Menu
Kelas Ekonomika

Kemiskinan: Masalah?



Dengan tidak menafikan definisi umum kemiskinan yang telah ditulis oleh para blogger, para penulis buku sosial ekonomi, dan para penyunting wikipedia bahwa kemiskinan adalah keadaan dimana terjadi ketidakmampuan untuk memenuhi kebutuhan dasar seperti makanan, pakaian, tempat tinggal, pendidikan, dan kesehatan; mari lebih kritis melihat fenomena kemiskinan sebagai permasalahan yang komprehensif, tidak melulu dihubungkan dengan kekurangan materi semata. Pernah dengar kisah Sulaiman Abdul Aziz Al Rajhi, seorang miliarder Arab Saudi yang memilih untuk melepas semua harta kekayaanya dan memilih hidup miskin? Sulaiman Al-Rajhi merupakan pendiri bank Islam terbesar di dunia bernama Bank Al-Rajhi dan perusahaan terbesar di Arab Saudi. Majalah Forbes pernah menobatkan Sulaiman Al-Rajhi sebagai orang ke-120 terkaya di dunia. Kekayaannya sampai dengan tahun 2011, tercatat berjumlah US$ 7,7 miliar. Namun, pada akhirnya ia memberikan semua harta kekayaannya kepada anak-anaknya dan memilih hidup miskin. Ia merasa bahwa dengan tidak memiliki harta benda dunia, hidupnya akan jauh lebih tenang.
Barangkali, kisah seperti itu hanya memiliki probabilitias kejadian satu berbanding seribu. Namun tidak mustahil juga jika jumlah penduduk miskin yang tercatat di dalam survei sosial ekonomi nasional (susenas) mencakup jumlah penduduk miskin yang miskin karena memang memilih untuk hidup sederhana apa adanya dengan alasan agar tetap merasa tenang dan bahagia. Bayangkan saja bagaimana kehidupan penduduk Suku Badui di Banten, Suku Anak Dalam di Jambi, Suku Wae Rebo di Nusa Tenggara Timur, dan berbagai macam penduduk suku-suku di pedalaman Indonesia lainnya yang jauh dari hedonisme kehidupan modern, terlihat damai bukan? Pilihan untuk hidup sederhana apa adanya tersebut tentu berakibat pada tidak adanya motivasi individu untuk berusaha lebih keras guna mendapatkan dan mengumpulkan harta kekayaan atau bahkan memenuhi hasrat untuk hidup berfoya-foya. Orang Jawa menyebutnya “narimo ing pandum”. Apalagi, alat ukur survei untuk mengukur jumlah penduduk miskin hanya sebatas melihat jumlah pengeluaran untuk konsumsi. Jelas, mereka akan menjadi penyumbang angka jumlah penduduk miskin.

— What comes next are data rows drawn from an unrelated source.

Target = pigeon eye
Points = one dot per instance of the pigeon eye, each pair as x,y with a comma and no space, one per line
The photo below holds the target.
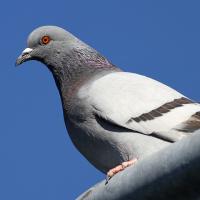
45,39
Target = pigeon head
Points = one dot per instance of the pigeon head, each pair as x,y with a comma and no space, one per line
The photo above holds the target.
48,44
58,49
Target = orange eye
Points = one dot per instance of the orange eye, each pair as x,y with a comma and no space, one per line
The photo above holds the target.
45,39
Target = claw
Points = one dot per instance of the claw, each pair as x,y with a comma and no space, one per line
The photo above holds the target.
119,168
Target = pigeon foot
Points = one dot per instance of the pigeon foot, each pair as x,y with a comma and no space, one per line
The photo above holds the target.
119,168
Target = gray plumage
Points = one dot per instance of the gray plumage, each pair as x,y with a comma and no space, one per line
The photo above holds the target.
111,116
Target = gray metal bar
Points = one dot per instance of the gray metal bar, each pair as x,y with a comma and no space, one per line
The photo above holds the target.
172,173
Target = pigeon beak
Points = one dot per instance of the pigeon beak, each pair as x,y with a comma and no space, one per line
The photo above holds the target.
25,56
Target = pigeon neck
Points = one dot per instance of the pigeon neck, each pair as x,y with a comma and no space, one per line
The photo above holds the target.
78,68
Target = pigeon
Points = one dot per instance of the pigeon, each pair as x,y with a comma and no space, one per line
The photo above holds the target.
114,118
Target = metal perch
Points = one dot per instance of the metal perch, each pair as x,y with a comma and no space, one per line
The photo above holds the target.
172,173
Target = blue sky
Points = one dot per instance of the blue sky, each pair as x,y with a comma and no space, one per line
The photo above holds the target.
160,39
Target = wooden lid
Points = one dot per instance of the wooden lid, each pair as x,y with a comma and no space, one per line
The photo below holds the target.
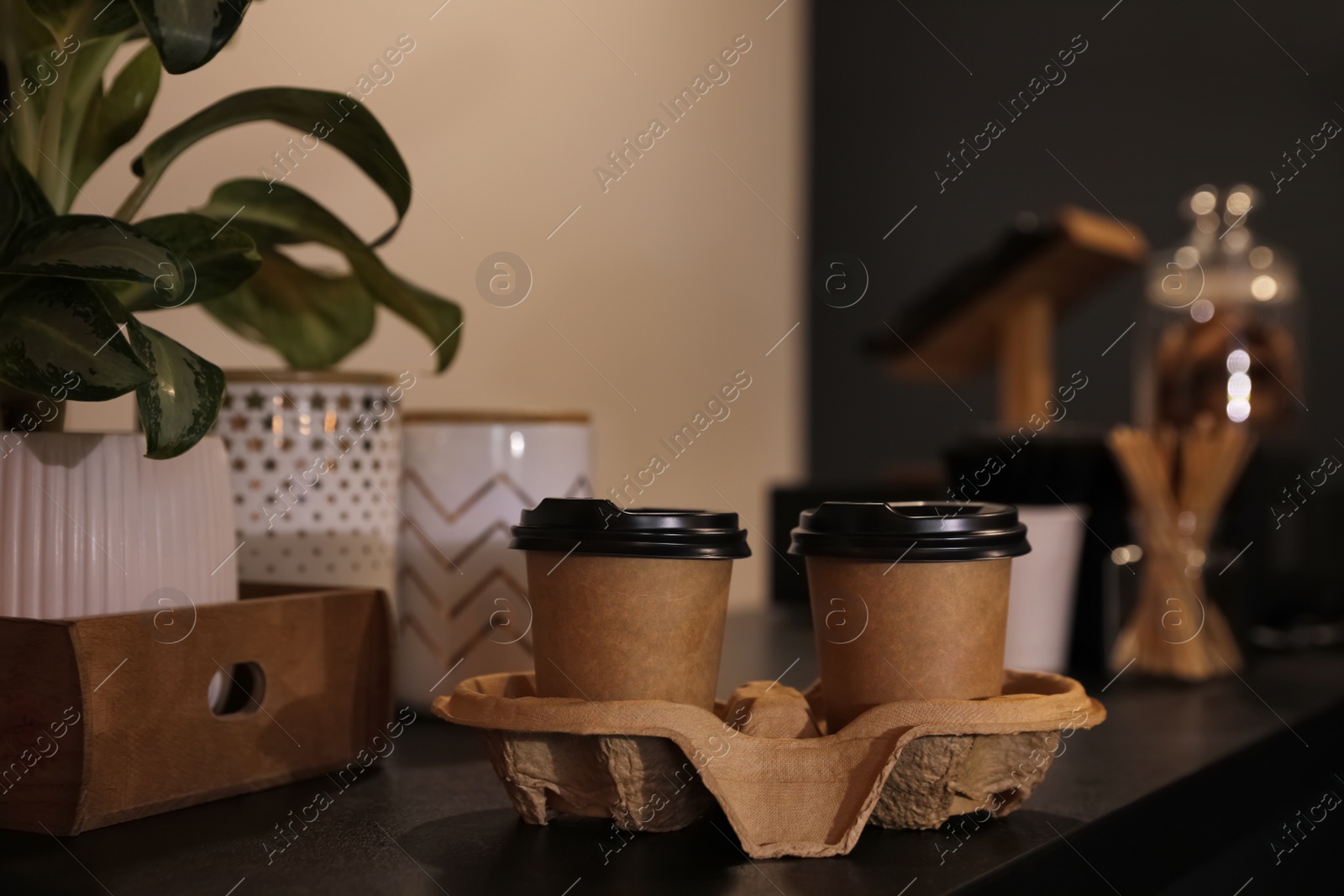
492,416
953,328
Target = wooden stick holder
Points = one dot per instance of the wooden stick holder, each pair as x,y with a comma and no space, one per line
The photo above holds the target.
786,788
105,719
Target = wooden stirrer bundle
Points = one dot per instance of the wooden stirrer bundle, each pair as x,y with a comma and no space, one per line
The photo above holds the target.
1179,483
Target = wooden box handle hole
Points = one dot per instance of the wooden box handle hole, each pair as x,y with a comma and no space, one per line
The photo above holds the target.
237,691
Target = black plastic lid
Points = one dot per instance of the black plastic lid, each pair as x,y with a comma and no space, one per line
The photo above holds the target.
600,527
911,531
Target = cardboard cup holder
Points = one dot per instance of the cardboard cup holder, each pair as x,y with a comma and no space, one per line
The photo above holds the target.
786,786
105,719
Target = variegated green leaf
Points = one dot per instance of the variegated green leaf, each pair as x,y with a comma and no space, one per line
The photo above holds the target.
275,212
323,116
58,333
190,33
214,261
179,405
92,248
313,320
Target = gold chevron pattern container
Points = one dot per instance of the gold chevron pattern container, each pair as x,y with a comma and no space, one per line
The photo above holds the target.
461,593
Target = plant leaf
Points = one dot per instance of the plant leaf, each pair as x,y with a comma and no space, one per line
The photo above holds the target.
92,248
30,203
311,318
323,114
279,214
58,333
190,33
179,405
214,259
116,116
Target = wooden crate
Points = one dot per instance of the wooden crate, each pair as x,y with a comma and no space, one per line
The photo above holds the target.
105,719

Teori ekonomi saja tidak cukup

Perlu treatment yang tidak biasa atau bahkan tidak ilmiah untuk mengatasi masalah kemiskinan semacam ini. Oleh sebagian orang kemiskinan dianggap sebagai masalah, sedangkan bagi mereka kemiskinan bukanlah masalah. Teori ekonomi yang mana yang mampu menjawab penyebab kemiskinan sebagaimana tersurat di atas?
Orang yang memahami ilmu ekonomi tentu paham benar dengan jargon “memperoleh kepuasan yang sebesar-besarnya dengan pengorbanan yang sekecil-kecilnya”. Sementara itu, definisi kepuasan bagi sebagian orang berbeda dengan definisi kepuasan bagi sebagian yang lain. Lebih lanjut, kemiskinan tidak secara serta merta menjadi syarat yang harus dihindari untuk mencapai kepuasan bagi sebagian orang. Ilmu ekonomi hanya merupakan satu dari sekian banyak alat untuk menganalisa kepuasan manusia. Oleh karena itu, ceteris paribus selalu digunakan.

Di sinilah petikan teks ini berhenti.